Privacy — whether personal data used in training and inference is handled with appropriate controls, consent mechanisms, and data-minimisation practices.
Oversight — whether there is a meaningful human in the loop for high-stakes decisions, whether AI outputs are audited periodically, and whether there are kill-switch and rollback mechanisms.
The four maturity levels
| Level | What it means |
|---|---|
| Initial | Ad hoc. Governance exists per-project or per-team at best; no consistent org-wide practice. |
| Developing | Some formal policies exist but are inconsistently applied and not systematically monitored. |
| Defined | Documented, consistently applied processes across the organisation, with clear ownership. |
| Managed | Systematic measurement, improvement loops, external benchmarking, and board-level visibility. |
The gap between Initial and Developing is usually the most impactful step for small organisations. The gap between Defined and Managed is where larger companies focus once they face regulatory scrutiny under frameworks like the EU AI Act or NIST AI RMF.
How it works
Each of the six domains has five questions, and each answer maps to a maturity score from ad hoc to fully managed. The tool averages your answers within each domain and overall, then places you on a four-level scale — Initial, Developing, Defined, Managed. Because risk concentrates in your weakest domains, the recommendations are sorted to surface the lowest-scoring areas first. Everything is computed locally in the browser; your answers never leave the page.
Tips and notes
- Answer honestly. An optimistic self-assessment hides exactly the gaps you need to find.

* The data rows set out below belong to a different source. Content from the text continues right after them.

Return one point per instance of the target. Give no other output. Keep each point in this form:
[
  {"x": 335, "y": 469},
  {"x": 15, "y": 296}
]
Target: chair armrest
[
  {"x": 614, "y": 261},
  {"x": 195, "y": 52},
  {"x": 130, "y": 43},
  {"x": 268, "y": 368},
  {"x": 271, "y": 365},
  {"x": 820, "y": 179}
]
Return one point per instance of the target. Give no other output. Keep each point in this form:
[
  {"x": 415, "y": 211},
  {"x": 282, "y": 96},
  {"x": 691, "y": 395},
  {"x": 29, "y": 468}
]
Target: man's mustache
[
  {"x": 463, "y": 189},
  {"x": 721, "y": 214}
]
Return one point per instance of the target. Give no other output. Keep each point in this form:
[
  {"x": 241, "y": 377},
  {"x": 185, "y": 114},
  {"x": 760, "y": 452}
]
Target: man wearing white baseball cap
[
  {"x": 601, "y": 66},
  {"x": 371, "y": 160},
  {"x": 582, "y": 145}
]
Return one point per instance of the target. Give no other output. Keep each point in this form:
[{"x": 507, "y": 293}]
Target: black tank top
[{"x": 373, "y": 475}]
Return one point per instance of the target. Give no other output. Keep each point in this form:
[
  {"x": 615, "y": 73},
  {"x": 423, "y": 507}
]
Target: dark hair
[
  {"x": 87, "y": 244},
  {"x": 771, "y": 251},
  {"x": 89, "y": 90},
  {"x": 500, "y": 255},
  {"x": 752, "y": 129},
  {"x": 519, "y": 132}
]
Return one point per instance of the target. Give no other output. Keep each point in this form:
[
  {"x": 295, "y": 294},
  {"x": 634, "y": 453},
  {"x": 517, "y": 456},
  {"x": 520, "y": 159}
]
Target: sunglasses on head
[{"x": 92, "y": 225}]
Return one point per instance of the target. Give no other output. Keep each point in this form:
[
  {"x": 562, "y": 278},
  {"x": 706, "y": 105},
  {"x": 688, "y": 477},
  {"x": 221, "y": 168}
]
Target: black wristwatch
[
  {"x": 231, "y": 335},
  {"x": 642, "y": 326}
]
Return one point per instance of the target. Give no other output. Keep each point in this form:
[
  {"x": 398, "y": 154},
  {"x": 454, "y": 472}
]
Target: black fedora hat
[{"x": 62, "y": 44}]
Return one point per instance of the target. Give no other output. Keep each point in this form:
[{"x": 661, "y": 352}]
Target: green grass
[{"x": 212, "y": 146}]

- Chase balance. A single weak domain can outweigh several strong ones in real-world risk. A perfect security score does not protect you if your transparency practices are Initial-level and a regulator asks for evidence of disclosure.
- Make recommendations owned. Turn each into an action with a name and a date attached.
- Re-run over time. Maturity is a trajectory; periodic reassessment shows whether you are improving. Running the assessment quarterly is enough for most organisations; monthly is useful if you are actively building out governance in response to regulatory pressure.